There was no clear systematic variation in the slopes (standard deviations) of the psychometric functions with perspective for any of the viewpoints. In particular, the natural perspective was not associated with lower standard deviations than the other perspectives. Neither was there a systematic variation in the standard deviations between the views. This suggests that the difficulty of the task was equivalent in all conditions and that there was no variation in the reliability of the sensory information involved. Rather, the self-advantage results instead from the information needed to perform the task being available faster.
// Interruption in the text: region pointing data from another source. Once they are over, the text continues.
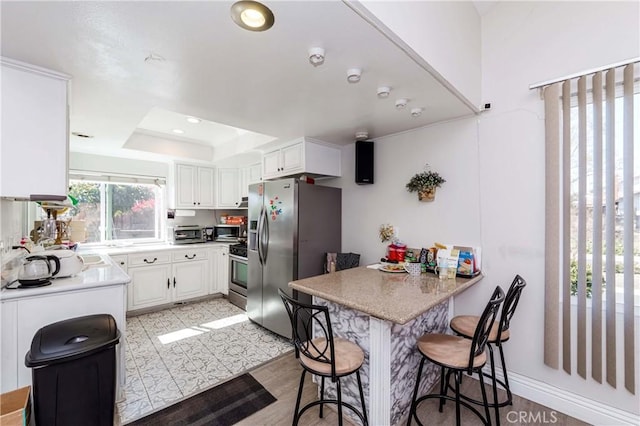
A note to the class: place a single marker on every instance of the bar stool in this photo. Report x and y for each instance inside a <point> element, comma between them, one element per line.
<point>455,355</point>
<point>323,355</point>
<point>464,325</point>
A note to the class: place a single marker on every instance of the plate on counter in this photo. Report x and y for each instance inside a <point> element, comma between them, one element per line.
<point>394,269</point>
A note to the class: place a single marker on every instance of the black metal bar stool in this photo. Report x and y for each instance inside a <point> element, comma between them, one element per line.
<point>323,355</point>
<point>455,355</point>
<point>464,325</point>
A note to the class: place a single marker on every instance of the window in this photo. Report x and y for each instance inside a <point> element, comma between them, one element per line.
<point>117,211</point>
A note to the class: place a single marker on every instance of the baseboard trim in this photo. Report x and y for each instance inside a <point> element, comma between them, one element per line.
<point>587,410</point>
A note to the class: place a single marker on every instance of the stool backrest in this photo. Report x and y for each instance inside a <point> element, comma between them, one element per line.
<point>483,329</point>
<point>511,302</point>
<point>305,319</point>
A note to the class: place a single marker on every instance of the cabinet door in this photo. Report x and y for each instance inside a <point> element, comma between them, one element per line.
<point>150,286</point>
<point>228,188</point>
<point>255,173</point>
<point>271,164</point>
<point>206,188</point>
<point>34,131</point>
<point>190,279</point>
<point>292,158</point>
<point>186,180</point>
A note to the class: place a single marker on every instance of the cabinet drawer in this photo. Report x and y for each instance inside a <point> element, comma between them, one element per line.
<point>191,254</point>
<point>149,258</point>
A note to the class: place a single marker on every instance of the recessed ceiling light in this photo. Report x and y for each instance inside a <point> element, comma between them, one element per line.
<point>353,75</point>
<point>401,103</point>
<point>383,91</point>
<point>252,16</point>
<point>316,56</point>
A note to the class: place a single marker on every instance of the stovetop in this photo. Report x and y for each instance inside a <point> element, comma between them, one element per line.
<point>239,249</point>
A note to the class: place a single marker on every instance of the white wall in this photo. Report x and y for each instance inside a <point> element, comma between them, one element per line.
<point>446,34</point>
<point>494,166</point>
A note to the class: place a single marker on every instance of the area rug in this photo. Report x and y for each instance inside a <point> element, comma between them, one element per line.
<point>223,405</point>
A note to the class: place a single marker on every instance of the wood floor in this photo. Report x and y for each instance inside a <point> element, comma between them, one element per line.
<point>282,375</point>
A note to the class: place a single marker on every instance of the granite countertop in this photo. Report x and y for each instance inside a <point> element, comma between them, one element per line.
<point>395,297</point>
<point>100,271</point>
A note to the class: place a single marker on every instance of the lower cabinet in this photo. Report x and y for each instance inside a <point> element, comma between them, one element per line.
<point>164,277</point>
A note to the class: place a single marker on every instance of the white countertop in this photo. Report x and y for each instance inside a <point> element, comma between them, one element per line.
<point>101,273</point>
<point>144,247</point>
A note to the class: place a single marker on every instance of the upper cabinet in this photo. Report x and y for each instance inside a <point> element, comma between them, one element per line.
<point>35,131</point>
<point>194,187</point>
<point>304,155</point>
<point>228,188</point>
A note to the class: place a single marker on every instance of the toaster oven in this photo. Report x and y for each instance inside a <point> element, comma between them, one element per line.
<point>186,234</point>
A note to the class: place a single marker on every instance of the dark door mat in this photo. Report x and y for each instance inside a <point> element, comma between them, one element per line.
<point>223,405</point>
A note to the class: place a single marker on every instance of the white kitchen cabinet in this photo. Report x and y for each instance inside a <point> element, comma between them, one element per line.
<point>249,175</point>
<point>220,281</point>
<point>194,187</point>
<point>35,131</point>
<point>150,286</point>
<point>120,260</point>
<point>163,277</point>
<point>302,156</point>
<point>228,188</point>
<point>190,273</point>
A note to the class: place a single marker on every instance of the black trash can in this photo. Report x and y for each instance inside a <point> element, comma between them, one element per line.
<point>74,371</point>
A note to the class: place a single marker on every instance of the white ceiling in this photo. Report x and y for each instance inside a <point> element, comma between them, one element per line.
<point>261,83</point>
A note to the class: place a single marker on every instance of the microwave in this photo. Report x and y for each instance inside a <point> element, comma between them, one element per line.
<point>186,234</point>
<point>222,233</point>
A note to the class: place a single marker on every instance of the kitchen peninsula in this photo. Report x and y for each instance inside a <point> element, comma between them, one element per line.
<point>384,313</point>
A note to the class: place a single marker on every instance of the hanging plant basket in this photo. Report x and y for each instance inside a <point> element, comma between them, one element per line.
<point>425,184</point>
<point>427,194</point>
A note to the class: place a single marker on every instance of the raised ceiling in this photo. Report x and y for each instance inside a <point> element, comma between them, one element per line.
<point>199,63</point>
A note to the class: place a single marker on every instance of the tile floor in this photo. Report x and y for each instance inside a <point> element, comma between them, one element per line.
<point>183,350</point>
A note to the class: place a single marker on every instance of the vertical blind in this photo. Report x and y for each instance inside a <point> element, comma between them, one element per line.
<point>591,182</point>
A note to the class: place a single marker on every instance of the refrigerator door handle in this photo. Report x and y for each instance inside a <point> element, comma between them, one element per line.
<point>259,236</point>
<point>265,236</point>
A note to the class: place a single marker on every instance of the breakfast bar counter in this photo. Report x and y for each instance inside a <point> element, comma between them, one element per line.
<point>385,313</point>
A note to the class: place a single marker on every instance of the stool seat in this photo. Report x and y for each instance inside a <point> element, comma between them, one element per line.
<point>449,351</point>
<point>349,356</point>
<point>465,325</point>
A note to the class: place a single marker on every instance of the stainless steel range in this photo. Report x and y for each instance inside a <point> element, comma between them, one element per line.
<point>238,269</point>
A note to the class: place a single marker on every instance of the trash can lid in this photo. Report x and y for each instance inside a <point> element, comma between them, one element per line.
<point>71,338</point>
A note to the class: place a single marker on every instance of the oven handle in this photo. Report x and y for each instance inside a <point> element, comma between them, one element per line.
<point>238,258</point>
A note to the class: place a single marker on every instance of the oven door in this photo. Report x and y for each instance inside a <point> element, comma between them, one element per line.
<point>238,269</point>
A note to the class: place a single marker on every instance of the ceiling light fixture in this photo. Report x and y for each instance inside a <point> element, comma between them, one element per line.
<point>252,16</point>
<point>361,136</point>
<point>353,75</point>
<point>401,103</point>
<point>383,92</point>
<point>316,56</point>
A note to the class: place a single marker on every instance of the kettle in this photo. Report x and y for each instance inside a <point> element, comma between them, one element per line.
<point>70,263</point>
<point>37,270</point>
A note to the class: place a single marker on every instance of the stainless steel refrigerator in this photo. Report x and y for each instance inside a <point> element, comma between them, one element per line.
<point>292,225</point>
The self-advantage in detecting delay in visual feedback about a movement when it is viewed in the natural perspective is an objective measure of body ownership through agency (Hoover and Harris 2012). Variation in performance with perspective has also been found in self/other recognition of hands and feet (Saxe et al. 2006; Conson et al. 2010), when judging which hand is portrayed in a static image (Parsons 1994; Dyde et al. 2011), and for the rubber hand illusion (Costantini and Haggard 2007; Holmes and Spence 2007). So interpreting the self-advantage as indicating ownership is clear when looking directly at one’s own body. But why might a similar advantage be given to views of the face seen in a mirror?

Mirror viewing

Identifying the face in the mirror as being one’s own has long been regarded as an ultimate test of self-recognition. Thus, countless hours have been spent trying to get various species to indicate that they can recognize themselves in mirrors by, for example, seeing if they could remove tags that could only be seen in a mirror (Gallup 1970; Bertenthal and Fischer 1978; Nielsen et al. 2006). Of course, humans can perform this task with ease, but the present study is the first objective demonstration that the face in the mirror is given preferential treatment.
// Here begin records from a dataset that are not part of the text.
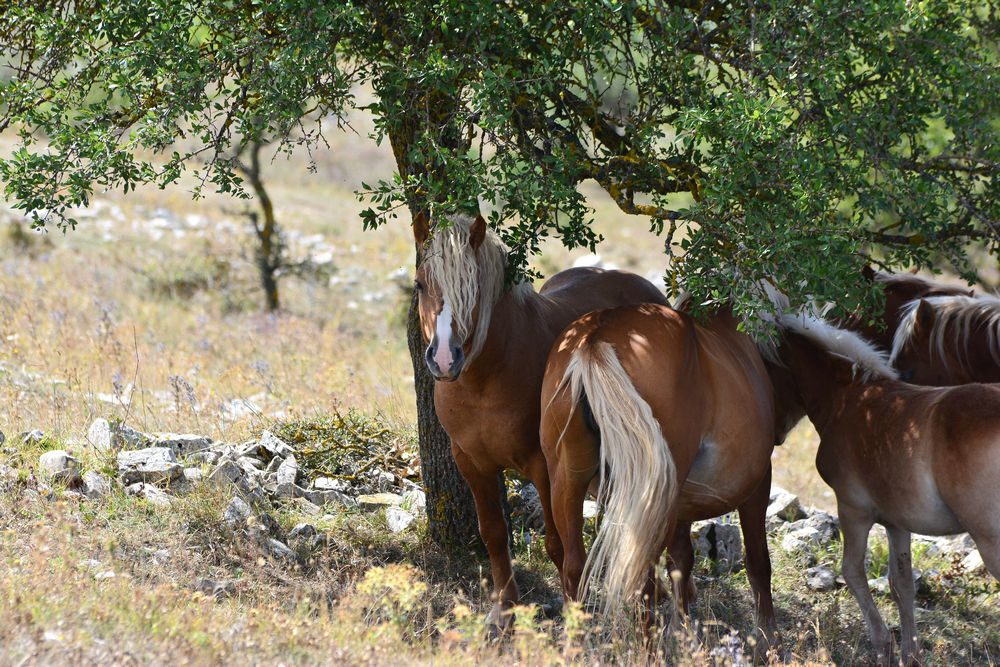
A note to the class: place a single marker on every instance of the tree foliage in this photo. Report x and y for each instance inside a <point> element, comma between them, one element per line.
<point>788,139</point>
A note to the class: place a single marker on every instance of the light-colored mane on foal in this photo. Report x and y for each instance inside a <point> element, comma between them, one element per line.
<point>469,279</point>
<point>964,312</point>
<point>871,361</point>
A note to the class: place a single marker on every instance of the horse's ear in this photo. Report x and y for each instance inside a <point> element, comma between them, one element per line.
<point>421,227</point>
<point>923,319</point>
<point>477,232</point>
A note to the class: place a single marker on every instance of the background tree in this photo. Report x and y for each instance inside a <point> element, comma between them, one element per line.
<point>789,140</point>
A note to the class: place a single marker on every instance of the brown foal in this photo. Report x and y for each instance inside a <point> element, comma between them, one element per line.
<point>915,459</point>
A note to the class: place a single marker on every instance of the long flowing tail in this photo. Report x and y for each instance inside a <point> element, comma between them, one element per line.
<point>643,478</point>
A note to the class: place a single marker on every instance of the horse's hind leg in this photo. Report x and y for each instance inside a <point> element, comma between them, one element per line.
<point>485,489</point>
<point>537,471</point>
<point>855,525</point>
<point>569,488</point>
<point>681,560</point>
<point>903,591</point>
<point>758,560</point>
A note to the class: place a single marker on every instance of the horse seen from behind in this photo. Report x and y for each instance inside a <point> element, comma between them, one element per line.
<point>487,346</point>
<point>674,422</point>
<point>915,459</point>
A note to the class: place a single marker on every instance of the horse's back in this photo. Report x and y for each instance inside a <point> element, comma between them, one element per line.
<point>592,288</point>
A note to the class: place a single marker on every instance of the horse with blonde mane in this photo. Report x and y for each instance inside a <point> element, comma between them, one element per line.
<point>948,340</point>
<point>675,422</point>
<point>487,346</point>
<point>915,459</point>
<point>899,290</point>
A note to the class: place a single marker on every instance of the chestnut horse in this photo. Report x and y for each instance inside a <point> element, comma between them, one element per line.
<point>915,459</point>
<point>487,348</point>
<point>946,340</point>
<point>676,422</point>
<point>899,289</point>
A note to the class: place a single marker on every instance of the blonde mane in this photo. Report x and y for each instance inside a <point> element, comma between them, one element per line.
<point>468,278</point>
<point>964,312</point>
<point>869,360</point>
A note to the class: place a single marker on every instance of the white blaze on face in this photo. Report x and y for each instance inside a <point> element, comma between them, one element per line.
<point>442,357</point>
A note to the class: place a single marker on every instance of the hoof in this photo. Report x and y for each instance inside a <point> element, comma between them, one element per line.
<point>499,623</point>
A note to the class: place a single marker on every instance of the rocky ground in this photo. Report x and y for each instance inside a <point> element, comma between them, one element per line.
<point>267,471</point>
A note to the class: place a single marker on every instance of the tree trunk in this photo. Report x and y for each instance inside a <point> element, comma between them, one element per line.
<point>269,249</point>
<point>451,510</point>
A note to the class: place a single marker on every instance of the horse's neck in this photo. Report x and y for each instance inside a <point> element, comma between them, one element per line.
<point>825,382</point>
<point>514,339</point>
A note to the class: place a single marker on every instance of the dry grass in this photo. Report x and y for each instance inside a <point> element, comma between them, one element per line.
<point>174,311</point>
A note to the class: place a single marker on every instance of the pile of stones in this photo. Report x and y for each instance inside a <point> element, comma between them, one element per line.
<point>266,471</point>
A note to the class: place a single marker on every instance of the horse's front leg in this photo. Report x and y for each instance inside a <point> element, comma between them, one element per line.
<point>486,491</point>
<point>855,524</point>
<point>903,592</point>
<point>758,560</point>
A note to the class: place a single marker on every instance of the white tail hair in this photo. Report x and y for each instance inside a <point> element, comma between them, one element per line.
<point>643,485</point>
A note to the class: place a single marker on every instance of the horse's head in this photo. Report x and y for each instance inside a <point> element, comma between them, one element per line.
<point>912,351</point>
<point>460,273</point>
<point>901,289</point>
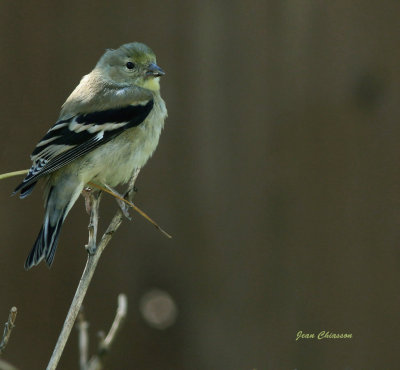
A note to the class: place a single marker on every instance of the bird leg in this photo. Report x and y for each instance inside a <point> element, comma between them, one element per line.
<point>131,185</point>
<point>92,201</point>
<point>128,194</point>
<point>122,205</point>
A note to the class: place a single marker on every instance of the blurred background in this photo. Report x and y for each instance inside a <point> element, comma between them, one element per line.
<point>277,174</point>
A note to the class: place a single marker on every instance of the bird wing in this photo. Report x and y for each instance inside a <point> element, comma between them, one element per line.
<point>73,137</point>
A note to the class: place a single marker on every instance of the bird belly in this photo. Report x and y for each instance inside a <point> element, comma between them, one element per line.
<point>114,163</point>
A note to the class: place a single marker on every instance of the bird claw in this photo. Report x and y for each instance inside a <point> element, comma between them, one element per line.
<point>124,209</point>
<point>91,249</point>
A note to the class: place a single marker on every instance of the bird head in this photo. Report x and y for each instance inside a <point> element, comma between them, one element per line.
<point>131,64</point>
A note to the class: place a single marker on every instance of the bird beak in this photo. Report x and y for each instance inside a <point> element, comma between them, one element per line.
<point>154,70</point>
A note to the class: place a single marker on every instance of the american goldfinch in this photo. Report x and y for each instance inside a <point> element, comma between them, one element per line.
<point>108,128</point>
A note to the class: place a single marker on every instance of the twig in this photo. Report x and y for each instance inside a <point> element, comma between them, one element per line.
<point>12,174</point>
<point>83,326</point>
<point>6,366</point>
<point>96,362</point>
<point>80,293</point>
<point>8,327</point>
<point>137,209</point>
Mirrors allow us to match personal sensorimotor events with simultaneous visual information seen from an allocentric perspective. Since mirrors are used on a daily basis, it is likely that we create an internal representation of our face that combines egocentric and allocentric perspectives. Interestingly, performance at detecting delays while viewing the natural perspective in the mirror view (hand 141 ms; head 152 ms) falls between performance while viewing the direct (hand 126 ms) and the behind (hand 160 ms; head 172 ms) views in the natural perspective. This indicates that there is possibly less of a sense of ownership for the face in the mirror than for the hands. Faces are highly ecological and provide very strong cues to self-identification relying heavily on featural configuration. Thus, when a face is inverted, it is harder to identify changes in these configurations (Yin 1969; Leder and Bruce 2000; Thompson 1980). Our data suggest that when the face in the mirror is viewed upside down, the consequent reduction in performance is a quantifiable estimate of this reduction in identifiability and ownership.

Viewing invisible views

There was no self-advantage when detecting visual feedback asynchrony for head or hand movements viewed in the behind view. This suggests an absence of an internal visual representation of this viewpoint of our body—all such presentations could best be considered as “other.” Of course, we cannot see ourselves from behind, so it is unlikely that we would recognize the image as corresponding to ourselves. But what then does this mean for our sense that our back is part of our self? Recent studies have suggested a special connection between the front and back of the body (D’Amour and Harris 2014). Perhaps non-visible parts of the body are pinned to surfaces that are visible but this is not enough to provide a self-advantage.

Conclusion

We have examined three views of the body: the direct view of the hand, the mirror view of the face and hand, and the view from behind. We have demonstrated a progressively weaker effect of varying the visual perspective from which these views are seen in the ability to detect temporal asynchrony between self-initiated movements and visual feedback concerning the movement for these three views. We interpret this as indicating that body parts that can be seen directly are treated as more part of the self than other body parts. We conclude that the sense of self is linked with the sight of self.